We’re working with Careology to define exactly what our patients need, and when they need it, so we can make their treatment pathway as efficient and as person-centred as possible.
And this means we can start to make every contact we have with the patient more meaningful and give them personalised information at their fingertips – providing them with ownership over their treatment pathway.
Our ambition by using patient-facing technology in this way is to enable people to progress through their treatment as well as possible; to manage their side effects; have less need to contact our oncology services; and ultimately have fewer hospital admissions.
In the current cancer pathway, there are a lot of tasks patients could carry out themselves at home without needing to travel to a hospital, such as providing consent for treatment.
This collaboration will allow us to realise some tangible differences in the way we look after our patients, which we’ve never been able to do before.
Our ambition is to democratise healthcare, and this collaboration will be a central part of that. It will help to make the cancer care we offer patients more consumer responsive and less paternalistic
Our ambition is to democratise healthcare, and this collaboration will be a central part of that. It will help to make the cancer care we offer patients more consumer responsive and less paternalistic.
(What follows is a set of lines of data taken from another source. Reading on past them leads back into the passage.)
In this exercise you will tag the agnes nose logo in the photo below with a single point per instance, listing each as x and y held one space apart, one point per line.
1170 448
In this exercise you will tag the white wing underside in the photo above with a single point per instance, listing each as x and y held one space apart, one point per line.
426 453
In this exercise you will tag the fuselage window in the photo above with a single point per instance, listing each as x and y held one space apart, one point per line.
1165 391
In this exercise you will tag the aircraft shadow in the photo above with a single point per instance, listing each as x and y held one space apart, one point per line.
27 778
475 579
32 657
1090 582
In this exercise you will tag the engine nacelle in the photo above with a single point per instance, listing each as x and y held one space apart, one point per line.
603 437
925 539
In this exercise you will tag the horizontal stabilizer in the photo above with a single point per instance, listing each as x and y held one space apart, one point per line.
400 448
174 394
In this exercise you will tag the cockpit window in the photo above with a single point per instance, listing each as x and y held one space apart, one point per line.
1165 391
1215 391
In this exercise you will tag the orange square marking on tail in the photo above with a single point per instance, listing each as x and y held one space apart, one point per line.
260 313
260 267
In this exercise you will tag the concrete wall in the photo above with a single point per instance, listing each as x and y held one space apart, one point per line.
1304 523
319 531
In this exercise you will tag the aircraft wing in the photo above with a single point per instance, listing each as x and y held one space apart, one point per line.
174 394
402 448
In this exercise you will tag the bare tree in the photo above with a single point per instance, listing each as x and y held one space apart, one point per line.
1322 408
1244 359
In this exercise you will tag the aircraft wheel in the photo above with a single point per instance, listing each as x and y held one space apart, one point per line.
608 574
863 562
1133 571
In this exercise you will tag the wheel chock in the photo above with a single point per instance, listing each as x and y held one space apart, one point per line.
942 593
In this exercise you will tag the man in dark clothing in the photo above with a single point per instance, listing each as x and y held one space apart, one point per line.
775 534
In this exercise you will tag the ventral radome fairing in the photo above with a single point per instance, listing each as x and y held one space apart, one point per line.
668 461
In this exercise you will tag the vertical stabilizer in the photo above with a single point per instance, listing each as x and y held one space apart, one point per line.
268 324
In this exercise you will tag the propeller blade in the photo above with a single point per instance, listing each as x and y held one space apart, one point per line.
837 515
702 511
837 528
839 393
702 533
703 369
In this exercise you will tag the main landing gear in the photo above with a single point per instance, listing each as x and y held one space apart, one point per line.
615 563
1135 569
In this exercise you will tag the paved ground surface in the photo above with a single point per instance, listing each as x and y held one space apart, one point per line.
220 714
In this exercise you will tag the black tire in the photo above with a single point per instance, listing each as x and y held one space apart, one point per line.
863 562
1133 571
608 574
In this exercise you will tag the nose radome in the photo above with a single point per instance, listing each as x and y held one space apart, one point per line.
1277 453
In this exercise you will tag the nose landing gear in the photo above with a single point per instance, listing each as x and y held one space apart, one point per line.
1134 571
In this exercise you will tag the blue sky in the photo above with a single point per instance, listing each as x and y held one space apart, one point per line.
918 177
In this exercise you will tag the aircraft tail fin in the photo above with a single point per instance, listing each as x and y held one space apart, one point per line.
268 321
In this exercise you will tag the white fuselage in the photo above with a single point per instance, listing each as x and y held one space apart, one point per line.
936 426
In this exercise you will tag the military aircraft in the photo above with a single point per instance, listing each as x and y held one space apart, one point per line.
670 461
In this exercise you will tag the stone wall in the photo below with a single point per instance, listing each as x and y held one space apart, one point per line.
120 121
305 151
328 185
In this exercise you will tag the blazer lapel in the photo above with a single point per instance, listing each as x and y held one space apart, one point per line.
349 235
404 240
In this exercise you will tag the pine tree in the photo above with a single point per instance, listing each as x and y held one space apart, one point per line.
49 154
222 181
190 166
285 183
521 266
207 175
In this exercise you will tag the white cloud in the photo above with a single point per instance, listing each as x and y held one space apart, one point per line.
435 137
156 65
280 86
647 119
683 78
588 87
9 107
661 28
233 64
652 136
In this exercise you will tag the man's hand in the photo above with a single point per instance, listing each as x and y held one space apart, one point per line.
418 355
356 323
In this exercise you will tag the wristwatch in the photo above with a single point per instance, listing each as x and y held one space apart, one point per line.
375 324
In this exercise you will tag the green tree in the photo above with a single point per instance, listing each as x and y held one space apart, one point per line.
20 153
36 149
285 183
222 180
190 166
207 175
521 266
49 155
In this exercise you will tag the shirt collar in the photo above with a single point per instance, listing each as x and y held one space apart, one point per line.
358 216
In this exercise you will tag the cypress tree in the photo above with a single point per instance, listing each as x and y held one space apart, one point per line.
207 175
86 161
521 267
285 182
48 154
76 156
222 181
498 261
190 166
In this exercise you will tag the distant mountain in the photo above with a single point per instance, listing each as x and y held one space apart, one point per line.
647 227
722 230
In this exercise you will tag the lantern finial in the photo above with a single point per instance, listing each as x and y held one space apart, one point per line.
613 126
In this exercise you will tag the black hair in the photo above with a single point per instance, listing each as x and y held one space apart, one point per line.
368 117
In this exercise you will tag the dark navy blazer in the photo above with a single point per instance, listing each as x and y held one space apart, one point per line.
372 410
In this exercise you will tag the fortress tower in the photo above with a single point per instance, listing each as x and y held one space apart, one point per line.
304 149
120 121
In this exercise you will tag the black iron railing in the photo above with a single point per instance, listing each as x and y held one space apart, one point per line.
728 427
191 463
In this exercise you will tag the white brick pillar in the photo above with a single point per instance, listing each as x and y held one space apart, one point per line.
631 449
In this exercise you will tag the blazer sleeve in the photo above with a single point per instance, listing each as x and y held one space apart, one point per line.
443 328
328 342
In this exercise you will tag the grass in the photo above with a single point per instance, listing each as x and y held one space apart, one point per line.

At Guy’s Cancer Centre we’re very conscious of the fact that we do not want anyone to be left behind just because we are digitalising the process.
By using thoughtful design, and finding ways to motivate historically-excluded groups, we will ensure all patients’ opinions will be heard, their needs met, and that they can have greater control over their care.
We also want to use this technology to provide reassurance and support for those patients in remission who have completed treatment, but may have anxiety around their cancer returning.
At the moment people tell us they feel under supported after they’ve finished their treatment.
By working with Careology, and through its integration with Macmillan Cancer Support, we can provide personalised health information to patients in the app.
This presents an exciting opportunity for us to pool these skills and capabilities which can be delivered straight to someone’s device and will hopefully address the current gap in post-treatment support.
Digital could have a global impact on cancer
The work we’re doing has the potential to have a global impact in cancer care.
Careology’s platform equips healthcare professionals with real-time, relevant information that allows them to provide a more-responsive service – freeing up time to care and reducing the need for unnecessary admin.
By using thoughtful design, and finding ways to motivate historically-excluded groups, we will ensure all patients’ opinions will be heard, their needs met, and that they can have greater control over their care
User experience is key for enabling patients and carers to be better informed and supported.
Patients don’t engage if they feel they’re not getting good value from the system. That’s why we need to build innovative and accessible solutions which have the patient’s experience at the forefront in order to provide a modern cancer care model.
I’m encouraged about what Guy’s Cancer Centre can deliver for patients as we move full steam ahead with our digital transformation to build the world’s leading cancer care platform.